Even if 4th edition doesn't have a condition track, I am going to utilize one. We're even using one now with the SW Saga to fantasy conversion I did a few months ago.
 

I'm in favor of it so long as the conditions that set each change off are clear, and that the effects are easy to remember and incorporate into your rolls (or movement, or whatever they affect).
 

I hope not, if I wanted a death spiral I'd use the Storyteller system. The hitpoints system and its oddities are one of the things I've always liked about D&D.
 

psionotic said:
I'm in favor of it so long as the conditions that set each change off are clear, and that the effects are easy to remember and incorporate into your rolls (or movement, or whatever they affect).

They work pretty well in SWSE. I'm sort of suspecting that Bloodied takes the place of the Track, since they might be going too fast-play to have two separate condition measures like that. This will make me Very Sad.
 



We've used variations of the Condition Track for years (the two systems we used were -1 on all D20 rolls when 1/3rd wound, -2 when 2/3rds wounded and -3 at zero or lower; and the slightly simpler -2 when half wounded and -4 at zero or lower).

However, we never used a Condition Track for unconsciousness. I think that is a good addition.
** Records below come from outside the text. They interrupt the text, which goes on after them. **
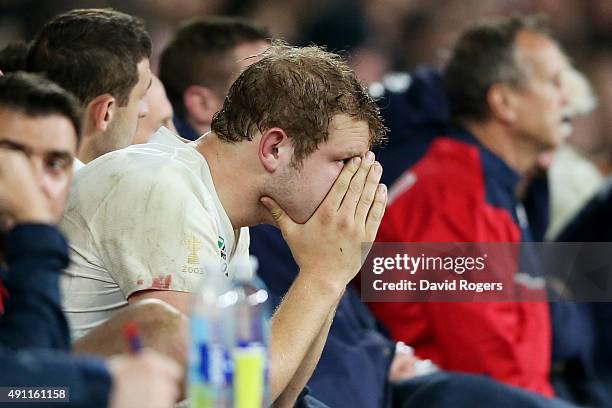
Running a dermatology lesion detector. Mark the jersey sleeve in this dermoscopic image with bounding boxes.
[90,164,220,298]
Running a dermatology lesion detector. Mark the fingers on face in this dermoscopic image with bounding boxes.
[355,162,382,225]
[366,184,387,242]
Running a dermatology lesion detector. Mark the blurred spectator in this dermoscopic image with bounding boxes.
[371,18,567,395]
[132,75,176,144]
[0,73,182,408]
[0,41,29,74]
[159,18,270,140]
[26,9,151,164]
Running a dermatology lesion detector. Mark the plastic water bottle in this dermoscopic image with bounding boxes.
[189,257,270,408]
[233,256,271,408]
[188,263,236,408]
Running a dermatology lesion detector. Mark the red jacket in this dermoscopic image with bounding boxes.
[370,134,553,396]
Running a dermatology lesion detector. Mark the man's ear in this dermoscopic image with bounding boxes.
[183,85,223,124]
[87,94,117,132]
[257,128,293,173]
[487,84,518,124]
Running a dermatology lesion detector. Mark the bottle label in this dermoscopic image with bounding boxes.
[234,344,266,408]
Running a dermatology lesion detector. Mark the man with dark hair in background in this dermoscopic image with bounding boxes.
[62,44,386,406]
[0,41,29,74]
[370,18,568,395]
[0,73,181,408]
[26,9,151,167]
[159,17,270,140]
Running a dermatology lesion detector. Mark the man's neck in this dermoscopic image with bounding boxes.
[464,121,538,175]
[197,132,258,229]
[76,133,97,164]
[187,117,210,140]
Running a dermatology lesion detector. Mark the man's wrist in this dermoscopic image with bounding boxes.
[298,267,348,296]
[15,207,55,224]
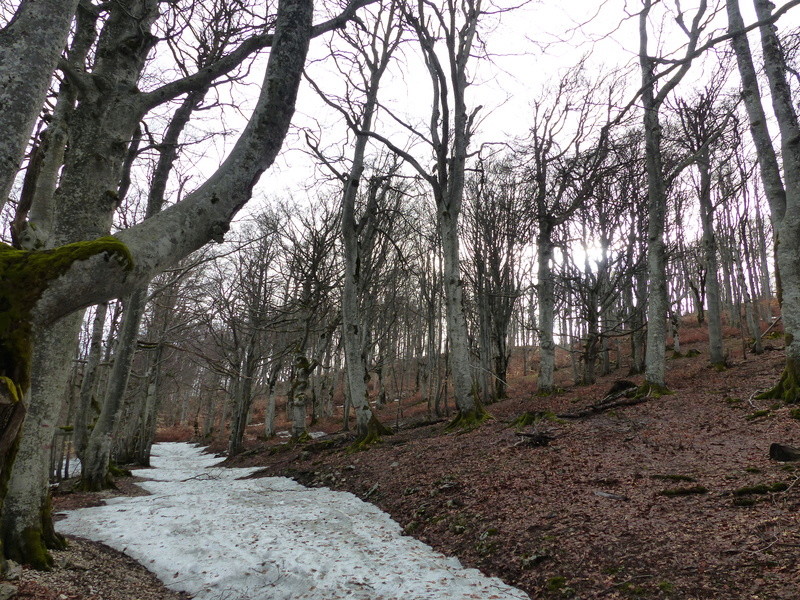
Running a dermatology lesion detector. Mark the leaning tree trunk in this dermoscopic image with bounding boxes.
[0,0,79,213]
[1,313,82,569]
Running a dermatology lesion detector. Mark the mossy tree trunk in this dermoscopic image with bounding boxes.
[727,0,800,402]
[3,0,324,563]
[639,0,707,389]
[0,313,77,568]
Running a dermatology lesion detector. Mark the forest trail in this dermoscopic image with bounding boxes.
[58,443,528,600]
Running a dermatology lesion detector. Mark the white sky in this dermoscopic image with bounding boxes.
[56,444,529,600]
[253,0,800,211]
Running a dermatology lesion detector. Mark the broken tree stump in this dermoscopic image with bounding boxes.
[769,444,800,462]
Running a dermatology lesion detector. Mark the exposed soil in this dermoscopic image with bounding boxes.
[231,340,800,600]
[12,336,800,600]
[10,477,189,600]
The main problem with it I have, at least the SWSE version, is that when a PC is at zero hit points, he's dead. I think too many players will have dying PCs if this occurs in 4E, just because they are used to the 0 to -9 buffer. This will probably take some getting used to.

Also, even with a Condition Track system, it still won't address the issue of being at 1 hit point and still being able to fight at full effectiveness unless there are some additional rules I am unaware of.
 

KarinsDad said:
We've used variations of the Condition Track for years (the two systems we used were -1 on all D20 rolls when 1/3rd wound, -2 when 2/3rds wounded and -3 at zero or lower; and the slightly simpler -2 when half wounded and -4 at zero or lower).
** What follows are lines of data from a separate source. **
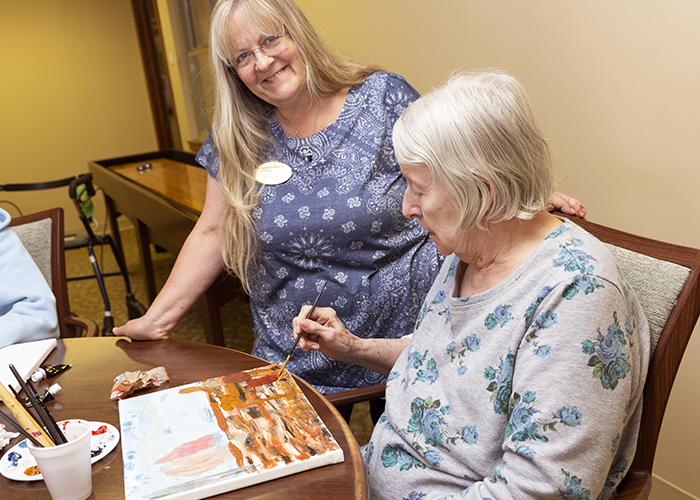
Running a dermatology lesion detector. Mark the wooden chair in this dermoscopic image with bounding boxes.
[326,214,700,500]
[10,208,99,337]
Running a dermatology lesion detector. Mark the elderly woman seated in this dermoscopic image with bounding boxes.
[294,72,649,499]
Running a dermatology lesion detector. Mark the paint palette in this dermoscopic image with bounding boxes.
[0,420,119,481]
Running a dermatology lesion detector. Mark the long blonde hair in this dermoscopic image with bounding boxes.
[210,0,380,294]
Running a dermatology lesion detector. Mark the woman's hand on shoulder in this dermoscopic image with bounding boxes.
[112,314,170,340]
[547,191,586,219]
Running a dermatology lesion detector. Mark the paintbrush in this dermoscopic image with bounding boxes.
[0,382,55,446]
[280,280,328,374]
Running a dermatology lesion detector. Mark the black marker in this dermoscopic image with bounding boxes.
[32,365,72,383]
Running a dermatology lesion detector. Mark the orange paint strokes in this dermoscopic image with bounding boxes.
[248,375,279,387]
[174,365,338,469]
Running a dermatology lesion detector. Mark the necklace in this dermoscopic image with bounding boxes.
[277,103,320,163]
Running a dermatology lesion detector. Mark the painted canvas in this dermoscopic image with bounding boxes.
[119,365,343,500]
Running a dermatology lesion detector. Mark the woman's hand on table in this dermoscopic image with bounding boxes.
[112,314,170,340]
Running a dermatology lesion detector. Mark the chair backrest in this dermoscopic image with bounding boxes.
[10,208,98,337]
[570,212,700,475]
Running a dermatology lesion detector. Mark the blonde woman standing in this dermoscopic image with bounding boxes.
[115,0,582,422]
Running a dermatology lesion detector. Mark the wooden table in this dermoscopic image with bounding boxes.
[0,337,368,500]
[89,151,243,346]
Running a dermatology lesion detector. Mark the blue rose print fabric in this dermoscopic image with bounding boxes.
[363,221,649,500]
[197,73,441,393]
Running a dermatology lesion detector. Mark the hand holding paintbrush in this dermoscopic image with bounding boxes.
[280,280,328,373]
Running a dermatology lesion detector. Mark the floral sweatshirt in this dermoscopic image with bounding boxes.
[364,222,650,500]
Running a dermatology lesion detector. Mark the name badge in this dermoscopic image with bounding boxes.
[255,161,292,186]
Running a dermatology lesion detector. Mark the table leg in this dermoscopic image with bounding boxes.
[199,292,226,347]
[132,219,158,303]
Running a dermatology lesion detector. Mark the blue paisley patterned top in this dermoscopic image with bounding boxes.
[364,222,649,500]
[197,73,439,393]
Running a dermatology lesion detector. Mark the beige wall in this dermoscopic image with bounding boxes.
[299,0,700,497]
[0,0,157,232]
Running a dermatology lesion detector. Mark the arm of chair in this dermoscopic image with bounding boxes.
[616,469,651,500]
[66,316,100,337]
[325,384,386,408]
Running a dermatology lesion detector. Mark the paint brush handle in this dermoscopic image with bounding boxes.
[0,382,55,446]
[9,365,68,444]
[280,280,328,374]
[0,411,42,448]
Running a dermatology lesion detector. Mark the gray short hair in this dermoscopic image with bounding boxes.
[393,71,554,231]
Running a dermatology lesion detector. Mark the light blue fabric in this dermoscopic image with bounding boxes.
[0,208,59,347]
[364,222,650,500]
[197,73,439,393]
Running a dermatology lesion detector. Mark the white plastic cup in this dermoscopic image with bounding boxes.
[29,420,92,500]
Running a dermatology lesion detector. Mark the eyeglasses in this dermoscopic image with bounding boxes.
[233,31,289,71]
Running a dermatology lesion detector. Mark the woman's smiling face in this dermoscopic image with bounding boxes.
[231,11,309,109]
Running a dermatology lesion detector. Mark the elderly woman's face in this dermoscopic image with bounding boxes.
[232,11,306,109]
[401,165,466,255]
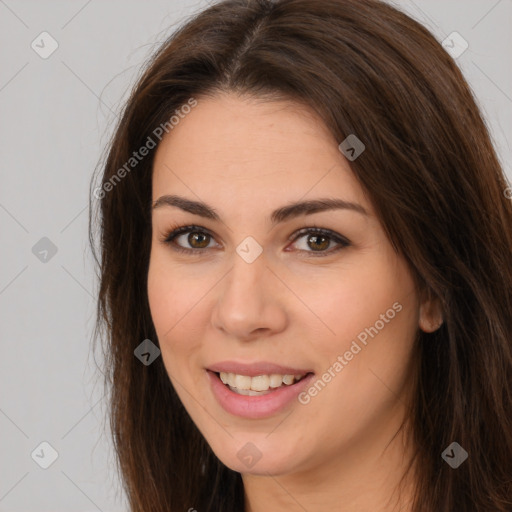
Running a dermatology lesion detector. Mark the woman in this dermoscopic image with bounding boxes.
[91,0,512,512]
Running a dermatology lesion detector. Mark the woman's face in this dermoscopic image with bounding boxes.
[148,95,436,475]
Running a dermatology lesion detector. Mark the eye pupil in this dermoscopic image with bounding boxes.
[188,231,209,249]
[309,235,329,250]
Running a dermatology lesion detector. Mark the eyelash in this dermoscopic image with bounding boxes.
[160,225,351,258]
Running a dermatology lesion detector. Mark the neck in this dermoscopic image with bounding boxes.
[242,411,414,512]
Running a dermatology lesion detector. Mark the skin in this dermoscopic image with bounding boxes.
[148,94,442,512]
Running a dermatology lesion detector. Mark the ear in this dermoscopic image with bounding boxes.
[418,290,444,333]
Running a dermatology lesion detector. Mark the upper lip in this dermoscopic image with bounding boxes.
[206,361,312,377]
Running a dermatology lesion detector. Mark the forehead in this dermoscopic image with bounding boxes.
[153,95,368,214]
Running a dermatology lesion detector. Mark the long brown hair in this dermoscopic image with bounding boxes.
[90,0,512,512]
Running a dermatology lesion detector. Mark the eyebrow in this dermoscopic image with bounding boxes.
[152,195,368,225]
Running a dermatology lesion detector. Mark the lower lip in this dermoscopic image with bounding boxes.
[206,370,314,419]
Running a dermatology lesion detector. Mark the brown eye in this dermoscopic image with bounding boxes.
[187,231,211,249]
[307,235,329,251]
[293,228,350,256]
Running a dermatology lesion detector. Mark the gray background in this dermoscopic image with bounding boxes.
[0,0,512,512]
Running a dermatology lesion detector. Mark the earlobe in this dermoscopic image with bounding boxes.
[418,291,444,333]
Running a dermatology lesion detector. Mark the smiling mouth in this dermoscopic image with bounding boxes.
[213,372,312,396]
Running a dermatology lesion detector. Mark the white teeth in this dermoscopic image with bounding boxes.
[250,375,270,391]
[235,373,253,391]
[219,372,304,396]
[270,373,283,388]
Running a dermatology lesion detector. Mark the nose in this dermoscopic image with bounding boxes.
[212,249,287,341]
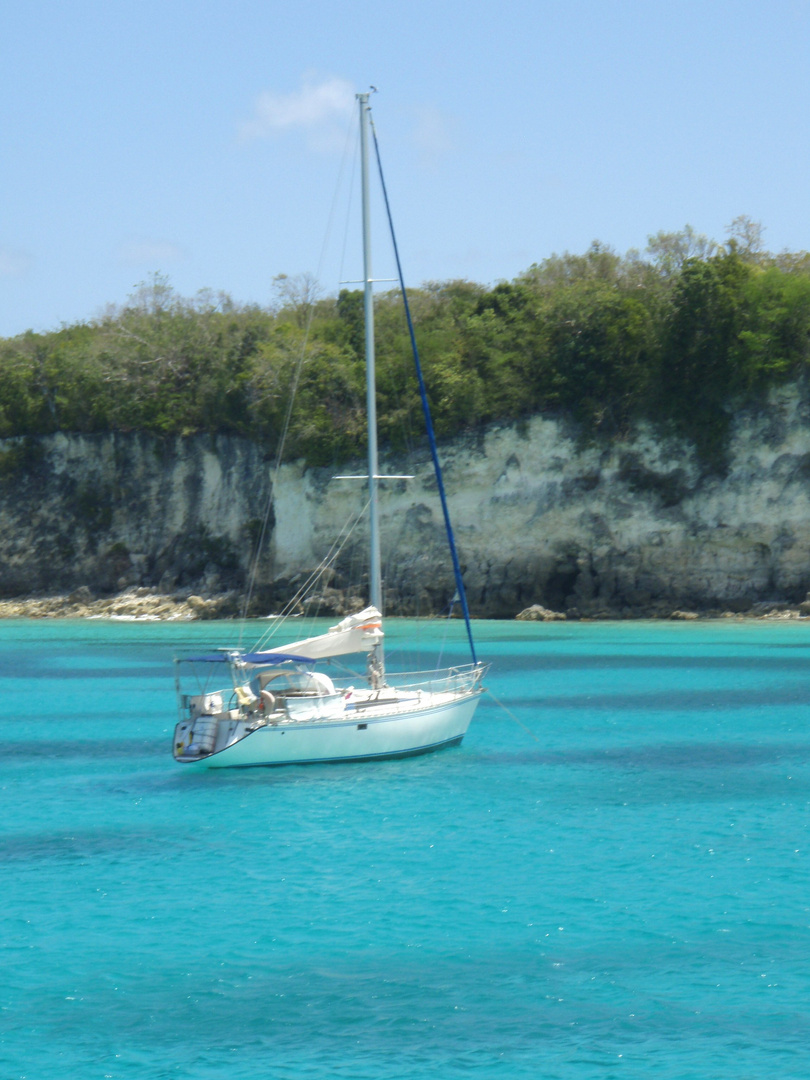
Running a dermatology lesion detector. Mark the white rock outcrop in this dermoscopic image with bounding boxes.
[0,386,810,618]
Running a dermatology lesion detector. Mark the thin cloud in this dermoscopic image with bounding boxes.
[0,247,33,278]
[118,240,185,267]
[239,79,354,149]
[413,105,456,164]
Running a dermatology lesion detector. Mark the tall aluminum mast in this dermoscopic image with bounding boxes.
[357,94,382,611]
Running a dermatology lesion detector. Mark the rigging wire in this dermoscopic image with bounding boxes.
[254,501,368,650]
[368,106,478,663]
[239,101,353,647]
[484,686,540,742]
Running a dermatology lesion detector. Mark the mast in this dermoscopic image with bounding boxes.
[357,94,382,611]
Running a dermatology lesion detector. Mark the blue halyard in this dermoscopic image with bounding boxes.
[369,110,478,664]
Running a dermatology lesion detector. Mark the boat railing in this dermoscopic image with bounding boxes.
[336,664,487,693]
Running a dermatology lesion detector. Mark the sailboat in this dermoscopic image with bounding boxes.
[173,93,486,769]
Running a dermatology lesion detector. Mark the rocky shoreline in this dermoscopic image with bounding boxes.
[0,585,810,622]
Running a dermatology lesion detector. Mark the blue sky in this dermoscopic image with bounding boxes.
[0,0,810,336]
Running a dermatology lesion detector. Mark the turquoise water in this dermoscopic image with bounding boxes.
[0,622,810,1080]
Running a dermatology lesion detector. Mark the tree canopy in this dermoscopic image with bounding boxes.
[0,225,810,464]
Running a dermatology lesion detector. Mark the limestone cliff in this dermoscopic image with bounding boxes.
[0,387,810,617]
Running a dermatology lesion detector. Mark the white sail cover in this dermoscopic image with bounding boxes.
[278,607,384,660]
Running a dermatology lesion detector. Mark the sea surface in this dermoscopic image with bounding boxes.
[0,620,810,1080]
However, we never used a Condition Track for unconsciousness. I think that is a good addition.

The main problem with it I have, at least the SWSE version, is that when a PC is at zero hit points, he's dead. I think too many players will have dying PCs if this occurs in 4E, just because they are used to the 0 to -9 buffer. This will probably take some getting used to.
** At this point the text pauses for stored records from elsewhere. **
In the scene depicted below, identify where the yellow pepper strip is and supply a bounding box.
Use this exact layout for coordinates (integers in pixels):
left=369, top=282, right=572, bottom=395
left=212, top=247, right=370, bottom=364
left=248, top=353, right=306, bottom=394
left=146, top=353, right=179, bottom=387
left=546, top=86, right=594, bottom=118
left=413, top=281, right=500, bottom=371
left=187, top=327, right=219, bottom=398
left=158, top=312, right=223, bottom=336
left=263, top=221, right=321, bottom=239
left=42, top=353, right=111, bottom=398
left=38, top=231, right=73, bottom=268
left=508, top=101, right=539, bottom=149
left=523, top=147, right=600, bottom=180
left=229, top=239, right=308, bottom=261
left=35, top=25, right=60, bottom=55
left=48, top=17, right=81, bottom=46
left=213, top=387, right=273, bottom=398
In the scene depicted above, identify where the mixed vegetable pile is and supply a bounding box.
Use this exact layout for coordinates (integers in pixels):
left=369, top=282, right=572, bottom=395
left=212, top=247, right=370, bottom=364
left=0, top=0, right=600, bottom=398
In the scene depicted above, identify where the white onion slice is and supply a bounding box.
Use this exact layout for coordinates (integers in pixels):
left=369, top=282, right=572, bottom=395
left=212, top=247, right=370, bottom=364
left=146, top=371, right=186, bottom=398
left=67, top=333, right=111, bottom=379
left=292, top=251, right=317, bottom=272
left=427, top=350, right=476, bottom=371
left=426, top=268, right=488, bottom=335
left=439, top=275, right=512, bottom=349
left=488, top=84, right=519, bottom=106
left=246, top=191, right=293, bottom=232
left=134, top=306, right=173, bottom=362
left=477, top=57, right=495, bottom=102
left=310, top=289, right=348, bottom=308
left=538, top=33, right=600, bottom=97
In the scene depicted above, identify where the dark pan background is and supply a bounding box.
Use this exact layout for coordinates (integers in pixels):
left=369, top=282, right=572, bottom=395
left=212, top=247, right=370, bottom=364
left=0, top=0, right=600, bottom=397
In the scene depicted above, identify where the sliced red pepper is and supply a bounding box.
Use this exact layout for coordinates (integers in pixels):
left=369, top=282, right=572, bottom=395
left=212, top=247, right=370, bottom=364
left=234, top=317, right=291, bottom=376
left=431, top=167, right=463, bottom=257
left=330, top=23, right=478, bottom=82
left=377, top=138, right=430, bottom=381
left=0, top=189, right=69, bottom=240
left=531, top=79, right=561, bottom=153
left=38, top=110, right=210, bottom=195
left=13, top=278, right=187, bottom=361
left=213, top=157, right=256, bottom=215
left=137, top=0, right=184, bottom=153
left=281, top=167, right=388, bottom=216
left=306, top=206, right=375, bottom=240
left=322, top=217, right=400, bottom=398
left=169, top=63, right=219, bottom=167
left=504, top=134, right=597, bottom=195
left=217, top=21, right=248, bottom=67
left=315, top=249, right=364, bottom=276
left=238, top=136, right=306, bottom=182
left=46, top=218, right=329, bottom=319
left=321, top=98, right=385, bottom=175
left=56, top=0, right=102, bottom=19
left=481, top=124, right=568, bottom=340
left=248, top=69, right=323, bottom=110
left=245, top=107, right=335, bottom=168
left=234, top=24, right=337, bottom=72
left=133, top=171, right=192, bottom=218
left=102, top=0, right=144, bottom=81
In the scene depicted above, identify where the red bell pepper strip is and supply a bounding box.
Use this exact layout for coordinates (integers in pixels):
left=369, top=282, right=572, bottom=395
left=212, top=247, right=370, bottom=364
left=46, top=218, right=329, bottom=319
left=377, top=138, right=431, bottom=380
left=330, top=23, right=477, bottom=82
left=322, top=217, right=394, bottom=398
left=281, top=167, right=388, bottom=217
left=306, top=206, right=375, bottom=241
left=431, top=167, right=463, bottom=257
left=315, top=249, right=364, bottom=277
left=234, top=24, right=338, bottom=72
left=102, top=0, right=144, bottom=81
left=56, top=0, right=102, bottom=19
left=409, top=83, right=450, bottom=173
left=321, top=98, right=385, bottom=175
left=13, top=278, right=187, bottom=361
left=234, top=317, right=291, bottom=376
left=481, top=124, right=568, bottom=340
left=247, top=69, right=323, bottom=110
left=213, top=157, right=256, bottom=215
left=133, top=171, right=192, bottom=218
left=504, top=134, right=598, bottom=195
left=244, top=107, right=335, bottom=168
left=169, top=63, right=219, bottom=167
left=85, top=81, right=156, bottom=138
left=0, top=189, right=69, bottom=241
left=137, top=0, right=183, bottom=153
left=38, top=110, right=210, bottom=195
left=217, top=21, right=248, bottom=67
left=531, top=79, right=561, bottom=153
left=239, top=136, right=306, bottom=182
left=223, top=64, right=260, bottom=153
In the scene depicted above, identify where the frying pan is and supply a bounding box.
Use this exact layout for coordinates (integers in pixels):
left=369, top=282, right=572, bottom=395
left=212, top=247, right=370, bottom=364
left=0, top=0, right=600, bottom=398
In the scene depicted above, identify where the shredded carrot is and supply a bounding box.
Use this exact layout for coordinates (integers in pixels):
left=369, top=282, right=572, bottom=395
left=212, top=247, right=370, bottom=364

Also, even with a Condition Track system, it still won't address the issue of being at 1 hit point and still being able to fight at full effectiveness unless there are some additional rules I am unaware of.

IIRC, you're only dead at zero if the hit that took you there was ALSO higher than your damage threshhold. And I believe WotC already confirmed death is at -10, so it's a non-issue anyway.